Norpoth, her neighbor in hard-hit Brooklyn, could relate. "As somebody who thrives off of working with other people all the time," she says, "a lot of the places where I gather inspiration are just not there right now. So this was a really nice way to connect, even virtually." 

Nourbakhsh's piece for Norpoth, "A Shared Solitary," incorporates field recordings of the city (specifically its noisy nightly celebration of health-care workers) as well as a delay system she created in the programming language Max. At first, Norpoth's notes stretch out and gently overlap, but over three minutes, their sound gradually tightens toward an ecstatic climax. Things change fast, it seems to say. But Nourbakhsh's elastic approach to time and the music's mediation through technology both feel like ways to capture this unsettling moment, if only for a few minutes. 

Elsewhere in New York, composer and sound artist Miya Masaoka hasn't left her high-rise apartment since early March. The pandemic forced cancellations of two premieres - an orchestral work and a Noh opera - a residency and a commission. 

For her, the opportunity to quickly collaborate with cellist Kathryn Bates of the Del Sol quartet was a way for a familiar relationship (Masaoka wrote a string quartet for Del Sol in 2010) to explore an uncertain condition. 
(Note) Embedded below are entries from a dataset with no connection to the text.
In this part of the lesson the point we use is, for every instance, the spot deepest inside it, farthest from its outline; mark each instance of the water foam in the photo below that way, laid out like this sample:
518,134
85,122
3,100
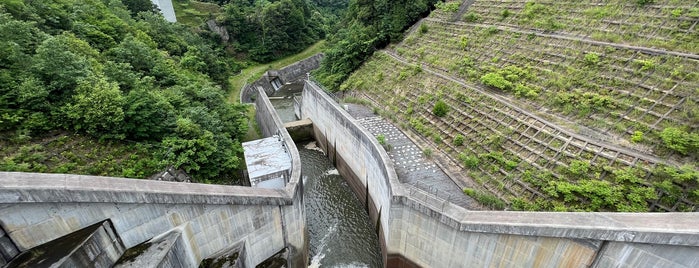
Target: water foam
315,261
312,146
331,172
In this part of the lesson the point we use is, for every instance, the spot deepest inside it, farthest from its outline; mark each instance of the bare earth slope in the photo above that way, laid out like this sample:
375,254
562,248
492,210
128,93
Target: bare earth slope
554,105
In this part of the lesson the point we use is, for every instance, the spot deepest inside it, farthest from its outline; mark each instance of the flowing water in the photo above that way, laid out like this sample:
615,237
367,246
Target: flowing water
339,229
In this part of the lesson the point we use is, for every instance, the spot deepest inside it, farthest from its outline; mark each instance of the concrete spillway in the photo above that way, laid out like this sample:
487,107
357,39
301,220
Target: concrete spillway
415,228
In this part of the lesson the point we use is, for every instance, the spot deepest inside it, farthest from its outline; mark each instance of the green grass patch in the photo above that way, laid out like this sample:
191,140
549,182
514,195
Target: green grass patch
63,152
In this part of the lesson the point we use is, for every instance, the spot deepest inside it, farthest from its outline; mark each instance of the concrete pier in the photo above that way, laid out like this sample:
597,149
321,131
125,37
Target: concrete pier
420,229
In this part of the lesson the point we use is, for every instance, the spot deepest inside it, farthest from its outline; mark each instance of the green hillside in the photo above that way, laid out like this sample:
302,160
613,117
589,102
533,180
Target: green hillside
553,105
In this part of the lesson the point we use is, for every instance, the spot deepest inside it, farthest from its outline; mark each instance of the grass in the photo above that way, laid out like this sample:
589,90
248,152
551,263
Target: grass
64,152
255,71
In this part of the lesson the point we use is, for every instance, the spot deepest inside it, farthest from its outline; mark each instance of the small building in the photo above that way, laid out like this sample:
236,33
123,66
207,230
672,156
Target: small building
268,162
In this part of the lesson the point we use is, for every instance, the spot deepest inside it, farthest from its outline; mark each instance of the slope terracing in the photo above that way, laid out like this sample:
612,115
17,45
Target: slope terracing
554,105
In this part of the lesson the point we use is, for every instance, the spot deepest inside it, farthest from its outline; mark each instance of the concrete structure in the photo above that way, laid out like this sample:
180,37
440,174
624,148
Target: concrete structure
38,208
418,229
268,162
97,245
165,7
272,80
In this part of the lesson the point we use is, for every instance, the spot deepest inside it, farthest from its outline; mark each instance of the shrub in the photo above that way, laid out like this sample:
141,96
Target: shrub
505,13
637,136
463,43
381,138
448,6
470,161
643,3
591,59
679,140
486,199
440,108
496,80
459,140
423,29
427,152
471,17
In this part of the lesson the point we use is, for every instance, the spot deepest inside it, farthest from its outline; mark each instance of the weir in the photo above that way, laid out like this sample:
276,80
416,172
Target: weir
415,228
419,229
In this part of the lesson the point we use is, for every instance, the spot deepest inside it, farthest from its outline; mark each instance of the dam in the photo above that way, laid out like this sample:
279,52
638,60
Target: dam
414,227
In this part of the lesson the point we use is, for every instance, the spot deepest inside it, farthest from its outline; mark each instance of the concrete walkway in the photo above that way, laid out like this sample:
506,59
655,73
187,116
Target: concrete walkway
412,167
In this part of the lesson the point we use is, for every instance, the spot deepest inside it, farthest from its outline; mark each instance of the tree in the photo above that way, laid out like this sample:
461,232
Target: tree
61,62
137,6
97,108
148,115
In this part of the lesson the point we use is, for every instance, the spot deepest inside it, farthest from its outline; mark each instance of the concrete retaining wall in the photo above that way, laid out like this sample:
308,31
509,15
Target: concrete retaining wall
418,229
37,208
288,74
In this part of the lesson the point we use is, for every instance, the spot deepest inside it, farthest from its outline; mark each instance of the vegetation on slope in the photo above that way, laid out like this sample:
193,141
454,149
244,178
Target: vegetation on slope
89,67
367,25
107,87
543,117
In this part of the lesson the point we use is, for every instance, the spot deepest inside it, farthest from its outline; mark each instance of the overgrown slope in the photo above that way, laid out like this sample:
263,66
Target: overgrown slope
128,84
554,105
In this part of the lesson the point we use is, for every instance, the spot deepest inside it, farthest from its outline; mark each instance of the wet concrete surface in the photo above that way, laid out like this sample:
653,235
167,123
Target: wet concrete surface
412,166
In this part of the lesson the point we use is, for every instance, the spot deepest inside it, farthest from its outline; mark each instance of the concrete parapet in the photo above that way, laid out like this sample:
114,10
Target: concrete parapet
166,250
93,246
272,79
37,208
419,229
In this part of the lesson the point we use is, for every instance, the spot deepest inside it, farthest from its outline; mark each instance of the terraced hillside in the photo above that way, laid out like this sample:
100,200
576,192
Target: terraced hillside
553,105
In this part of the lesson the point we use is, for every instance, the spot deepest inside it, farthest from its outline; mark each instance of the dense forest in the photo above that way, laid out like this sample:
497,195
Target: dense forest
115,72
367,25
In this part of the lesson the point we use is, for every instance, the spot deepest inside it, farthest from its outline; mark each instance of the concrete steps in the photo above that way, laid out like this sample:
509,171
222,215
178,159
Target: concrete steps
94,246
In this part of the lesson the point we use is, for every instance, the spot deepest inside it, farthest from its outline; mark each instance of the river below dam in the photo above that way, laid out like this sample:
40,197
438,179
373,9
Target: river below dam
339,229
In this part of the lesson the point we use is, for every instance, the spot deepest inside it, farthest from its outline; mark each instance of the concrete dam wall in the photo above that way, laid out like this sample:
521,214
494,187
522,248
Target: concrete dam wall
38,208
273,79
418,229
"I think the situation of these quarantines, these lockdowns, is that at times it's really dark, and then at times it can also be a really creative space," she says over Zoom. "It can flip-flop in a day and it can flip-flop in two minutes." 

Her piece for Bates, "Intuit (A Way to Stay in This World)" reflects this shifting sense of the present, capturing everything from the dizzying influx of daily data to the intense compression of our attention spans.

"You're in this moment and you're just trying to keep your feet on the ground," Bates says of Masaoka's piece. "There are these ebbs and flows in the way the music moves. For me, it's what it's like to be in this present. Every minute is different, every hour is different. It feels like it's never going to change and yet it's constantly changing."

For both artists, Plylar's initiative offered a way to be heard beyond the walls of their apartments, but also a heartening signal that they're not alone in trying to keep the music going. 

"I think as individual artists, we're maybe already able to pivot very quickly," Bates says. "But to see the great stuff that's happening as the organizations are able to do things they've never done before, I think that's really fantastic." 

And the feeling is mutual for Plylar, who, after just a few weeks, has already started receiving finished scores. He expects the forthcoming recorded performances to be enhanced by their tight timelines and technological constraints - features that lend the project a documentary subtext and "show what the situation is in a real way." 

"I'm amazed to see how adaptable these musicians are to the circumstances in which they find themselves," he says. "We're kind of embracing this element of making do with what you have."